Configuration of Hadoop By Ansible

3 min readDec 12, 2020

Apache Hadoop is a collection of open-source software utilities that facilitates using a network of many computers to solve problems involving massive amounts of data and computation. Hadoop consist of Namenode and a large no of datanodes which handles all the data storage, and configuring each data nondes manually is a time consuming task. So, we use some configuration management tools to configure the nodes, here we are using ansible.

We will create a role in ansible which will dynamically fetch the ip’s of nodes and configure them automatically. So, before moving further lets’s have a look on the road map of the role.

Road Map of Role

Download the software of hadoop and jdk
Install the software
Copy the modified files
Create Directtory for data_storage
Format the namenode once
Start the service

Lets’ s move step step by step

Step1. Downloading of software

Here we first download the software from the publicly available websites on our nodes, here im downloading the jdk from my amazon s3 and hadoop from apache site.

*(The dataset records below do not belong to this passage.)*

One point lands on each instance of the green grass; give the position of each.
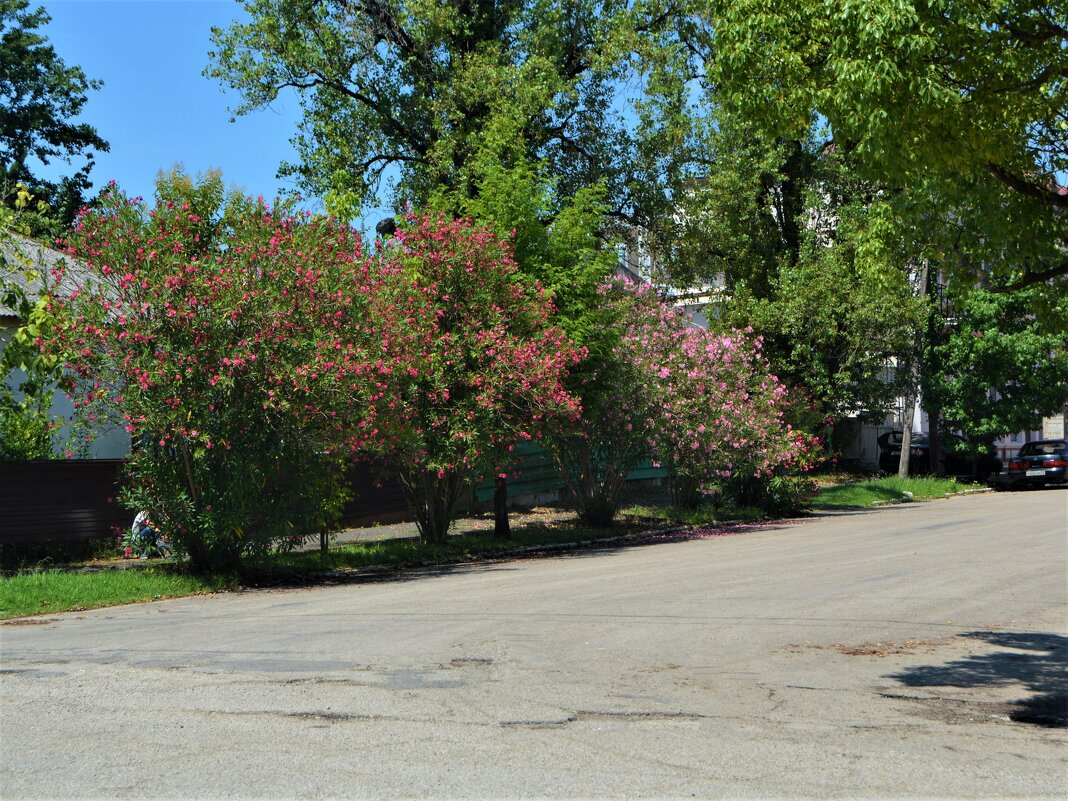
(61, 591)
(42, 592)
(875, 490)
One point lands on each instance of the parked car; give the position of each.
(1038, 464)
(955, 455)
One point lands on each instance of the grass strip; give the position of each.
(43, 592)
(62, 591)
(881, 490)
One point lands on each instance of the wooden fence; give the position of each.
(72, 500)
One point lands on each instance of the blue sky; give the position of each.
(156, 108)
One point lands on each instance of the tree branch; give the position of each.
(1050, 195)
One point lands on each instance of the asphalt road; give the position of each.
(897, 653)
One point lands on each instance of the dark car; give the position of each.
(955, 455)
(1038, 464)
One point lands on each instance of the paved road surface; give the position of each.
(880, 654)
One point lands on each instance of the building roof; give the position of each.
(29, 264)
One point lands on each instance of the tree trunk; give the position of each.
(433, 501)
(935, 439)
(910, 411)
(501, 528)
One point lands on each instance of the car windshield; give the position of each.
(1045, 449)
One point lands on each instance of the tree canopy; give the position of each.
(958, 106)
(414, 85)
(41, 97)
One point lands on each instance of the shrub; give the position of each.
(472, 363)
(220, 332)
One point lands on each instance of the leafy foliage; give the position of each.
(1000, 368)
(415, 87)
(959, 105)
(41, 97)
(219, 330)
(471, 361)
(703, 404)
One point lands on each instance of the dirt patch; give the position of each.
(29, 621)
(875, 649)
(889, 648)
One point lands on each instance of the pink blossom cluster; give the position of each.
(476, 363)
(713, 408)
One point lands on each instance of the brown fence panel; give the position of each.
(71, 500)
(60, 501)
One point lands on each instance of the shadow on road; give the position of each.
(1036, 660)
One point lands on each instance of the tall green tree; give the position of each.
(995, 366)
(41, 98)
(797, 239)
(408, 90)
(957, 105)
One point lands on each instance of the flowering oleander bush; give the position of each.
(470, 361)
(704, 405)
(225, 335)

- name: downloading the file  
  get_url:    
    url: "{{ item }}"    
    dest: /home/ec2-user/ 
  loop: 
  - https://archive.apache.org/dist/hadoop/core/hadoop-1.2.1/hadoop-1.2.1-1.x86_64.rpm
  - https://lalitbucket6033.s3.ap-south-1.amazonaws.com/jdk-8u171-linux-x64.rpm

Step2. Installing the software

After downloading we will Install the softwares in both data ans namenodes

- name: installing softwares  
  command:
    cmd: "{{ item }}"  
  args:   warn: no  
  loop:    
  - rpm -ivh /home/ec2-user/jdk-8u171-linux-x64.rpm --force    
  - rpm -ivh /home/ec2-user/hadoop-1.2.1-1.x86_64.rpm --force

Step3. Copying the edited files

Here this task copy the edited files according to the namenode and datanodes separately. You can refer the below github link for this files, where i used jinja module to modify these files.

- name: copying the files  
  template:    
    src: ../templates/{{node_name}}/{{item}}    
    dest: /etc/hadoop/{{item}}  
  loop:    
  - core-site.xml    
  - hdfs-site.xml

Step4: Creating the Directory for data_storage

Here this task will create a different direc in the datanodes for storing data and in namenode for creating a format table to handle datanodes details.

- name: creating direc  
  file:    
     path: "{{ direc_name }}"    
     state: directory    
     mode: '0755'

Step4. Formatting the Namenode

Namenodes needs to be formatted for the very first time, so that it will be ready to store info about the datanodes.

- name: formatting namenode
  shell: "echo Y|hadoop namenode -format"  
  args:      
    warn: no  
  when:     
    node_name == "namenode"

Step5. Starting the nodes

This is the final task which will helps us to start the nodes or the services.

- name: starting the services  
  command: sudo hadoop-daemon.sh start "{{ node_name }}"  
  args:     
    warn: no  
  ignore_errors: yes

Now let’s deply this role by creating a simple playbook, I had launched 2 datanodes with tags(name = datanode) and 1 namenode with tag(name = namenode).

- hosts: tag_name_namenode
  vars:
   direc_name: /home/ec2-user/nn
   node_name: namenode  tasks: 
  - name: configuring namenode
    include_role: 
      name: ansible-hadoop
    
- hosts: tag_name_datanode
  vars:
   direc_name: /home/ec2-user/nn
   node_name: datanode  tasks: 
  - name: configuring datanode
    include_role: 
      name: ansible-hadoop